Newly released figures show that murders increased by 11 percent in the U.S. in 2015. 1,532 more people were murdered last year than the year before. The murder rate (murders per 100,000 population) rose by 10 percent.

According to Kent Scheidegger of the Crime and Consequences blog, only twice in more than a half century has the rate jumped double digits in one year. In one other year, the increase was just short of 10 percent. The three years? 1966-1968, when crime was rising at a horrific rate and, by the end of this period, many thought our society was beginning to unravel.

We also have 2015 data from Ferguson, Missouri, via Heather Mac Donald. She writes:

In 2014, Ferguson’s violent-crime rate was 545 violent crimes per 100,000 residents, considerably above the 2014 national average of 362. But in 2015, the number of violent crimes in Ferguson surged 65 percent, from 115 to 190. Ferguson’s violent-crime rate in 2015 was 790 per 100,000 residents, over two times the national average of 373 in 2015.

(Emphasis added)

What about murders? They increased from two to five. That’s an increase of 150 percent but the absolute numbers are too low to draw conclusions from. As MacDonald notes, however, “low absolute numbers have never prevented the Left from declaring a surge in hate crimes, say.”

Meanwhile, robberies were up 60 percent, from 51 to 82. Aggravated assaults rose 46 percent, from 60 to 95.

We can draw conclusions from the 65 percent increase in overall violent crime in Ferguson. Here is what Mac Donald concludes:

Ferguson’s residents. . .and above all its black residents, faced a greatly elevated chance of being victimized by violent crime in 2015, as officers backed off from proactive policing under the Ferguson effect. . . .

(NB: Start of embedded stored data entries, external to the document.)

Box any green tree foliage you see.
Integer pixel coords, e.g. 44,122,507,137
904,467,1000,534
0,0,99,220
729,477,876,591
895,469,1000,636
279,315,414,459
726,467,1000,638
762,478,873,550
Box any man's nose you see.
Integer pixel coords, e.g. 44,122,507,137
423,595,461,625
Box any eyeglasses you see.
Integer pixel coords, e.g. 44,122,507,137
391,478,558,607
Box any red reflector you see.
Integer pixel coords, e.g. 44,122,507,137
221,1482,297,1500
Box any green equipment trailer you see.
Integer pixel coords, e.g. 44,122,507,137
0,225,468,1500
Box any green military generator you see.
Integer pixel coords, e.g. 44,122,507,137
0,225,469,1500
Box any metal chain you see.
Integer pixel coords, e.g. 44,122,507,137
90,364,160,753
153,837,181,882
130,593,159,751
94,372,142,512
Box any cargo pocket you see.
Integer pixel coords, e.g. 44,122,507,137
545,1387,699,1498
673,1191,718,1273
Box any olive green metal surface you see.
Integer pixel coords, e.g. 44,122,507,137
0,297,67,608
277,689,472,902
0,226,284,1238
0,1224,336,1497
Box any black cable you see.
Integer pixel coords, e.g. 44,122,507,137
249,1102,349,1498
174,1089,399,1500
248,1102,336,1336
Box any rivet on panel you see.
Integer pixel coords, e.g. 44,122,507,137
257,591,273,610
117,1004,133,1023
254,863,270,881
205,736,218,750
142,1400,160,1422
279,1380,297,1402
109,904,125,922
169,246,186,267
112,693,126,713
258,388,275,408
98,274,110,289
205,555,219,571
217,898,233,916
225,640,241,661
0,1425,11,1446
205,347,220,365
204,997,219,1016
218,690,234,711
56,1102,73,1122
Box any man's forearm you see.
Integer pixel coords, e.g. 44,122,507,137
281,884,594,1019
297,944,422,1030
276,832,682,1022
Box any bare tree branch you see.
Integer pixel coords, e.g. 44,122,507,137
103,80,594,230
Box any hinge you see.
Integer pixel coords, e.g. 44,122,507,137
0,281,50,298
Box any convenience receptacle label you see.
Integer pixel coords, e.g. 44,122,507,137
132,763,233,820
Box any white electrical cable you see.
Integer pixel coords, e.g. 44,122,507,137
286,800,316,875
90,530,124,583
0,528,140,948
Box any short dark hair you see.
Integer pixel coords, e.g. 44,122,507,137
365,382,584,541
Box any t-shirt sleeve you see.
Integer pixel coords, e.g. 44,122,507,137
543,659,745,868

Ferguson, Mo., is emblematic of how the Ferguson effect is hitting cities with large black populations: It has produced the largest homicide increase in nearly a half-century. That crime increase will only end if the false narrative about policing promulgated by the Black Lives Matter movement and embraced by President Barack Obama and Hillary Clinton is finally put to rest.